Wiseman: It’s going to be a lot of different stuff. It’s like early in the process, but we’re basically just figuring out if we have time to go to Ran’s house. We might try and switch it over to the house we’re living in downtown. We have a lot of material that we haven’t put on the album. It’s just like the other ones. We still have some new stuff that we’d like to put on it, too. We’re not trying to rush, but at the end of the day, we’re trying to get something that we’re happy with, like the first two albums, and do that again with the third.
Sinopole: We’re trying to decide what to put on it. We’ve been writing for five years now, and we’ve got close to 40 originals. The first two albums have 20 songs total, so we have a lot to choose from. Plus, we’re still writing stuff, and we don’t know if we want to put the newest stuff on it. We’re just going to one day go in the studio and press “record.”
Wiseman: Yeah, we’re getting close. We actually want to do a test-run/jump-start this weekend. So, that’s the first day of the new album. It’s definitely in its infancy.
Centanni: What can people expect from your live set?
Wiseman: It’s very much what you get from the CDs, but times 10.

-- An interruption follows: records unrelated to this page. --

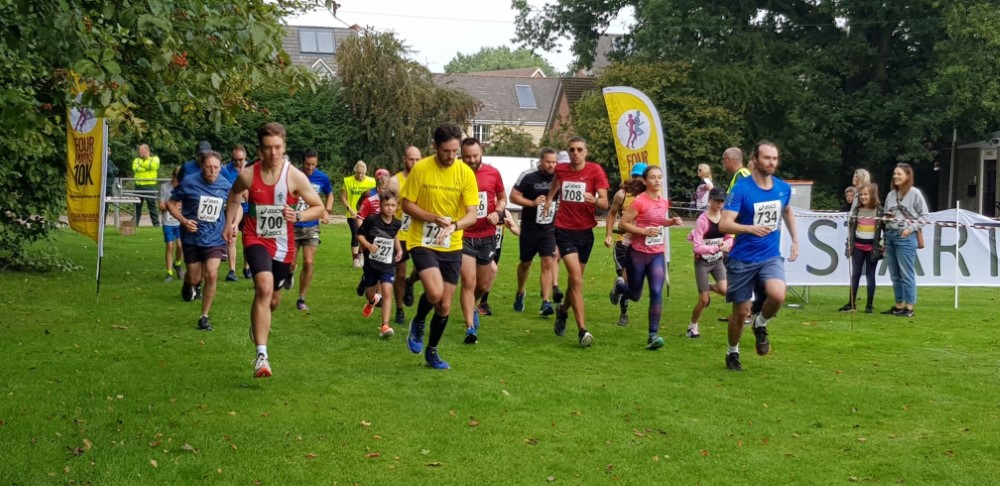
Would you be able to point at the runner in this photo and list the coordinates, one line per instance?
(307, 232)
(582, 187)
(537, 229)
(709, 244)
(230, 171)
(197, 203)
(378, 238)
(171, 229)
(441, 198)
(268, 232)
(355, 186)
(509, 223)
(644, 220)
(621, 201)
(478, 241)
(753, 212)
(404, 284)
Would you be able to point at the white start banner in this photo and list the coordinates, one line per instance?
(960, 249)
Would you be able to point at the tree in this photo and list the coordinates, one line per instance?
(497, 58)
(395, 100)
(511, 142)
(147, 67)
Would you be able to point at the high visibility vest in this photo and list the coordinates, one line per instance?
(147, 168)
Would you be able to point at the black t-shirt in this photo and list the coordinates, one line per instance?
(382, 235)
(533, 183)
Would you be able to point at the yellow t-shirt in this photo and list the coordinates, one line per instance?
(405, 218)
(355, 189)
(441, 191)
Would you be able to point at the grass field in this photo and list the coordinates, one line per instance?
(127, 391)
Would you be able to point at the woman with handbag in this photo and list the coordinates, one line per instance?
(864, 244)
(905, 210)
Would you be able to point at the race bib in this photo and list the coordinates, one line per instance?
(483, 204)
(209, 209)
(714, 256)
(766, 214)
(431, 232)
(656, 240)
(271, 222)
(547, 217)
(574, 191)
(386, 250)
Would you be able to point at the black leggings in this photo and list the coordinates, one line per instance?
(860, 258)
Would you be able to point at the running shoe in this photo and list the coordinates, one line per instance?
(692, 332)
(654, 342)
(547, 309)
(733, 362)
(385, 332)
(616, 295)
(760, 338)
(519, 302)
(485, 309)
(261, 367)
(560, 325)
(415, 340)
(370, 306)
(435, 361)
(408, 293)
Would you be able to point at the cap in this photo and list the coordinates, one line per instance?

Sinopole: It’ll be dynamic. We like to sing a lot, so you’ll hear harmony and everything like that. You’ll also get a lot of guitar solos. It’ll be heavy at times and relaxed at others.
Wiseman: The albums are fairly diverse, but we also have a lot stuff that aren’t on those albums that you can only hear when you see us live. We like to play a lot of the different stuff. We love to play the stuff from the album, because it wouldn’t be on the album if we didn’t enjoy it. I guess what you should expect is a good, upbeat, feel-good kind of show. We can play covers, and nothing against covers, but we like those originals as much as we like covers. People can buy it, and it can be in their heads, too.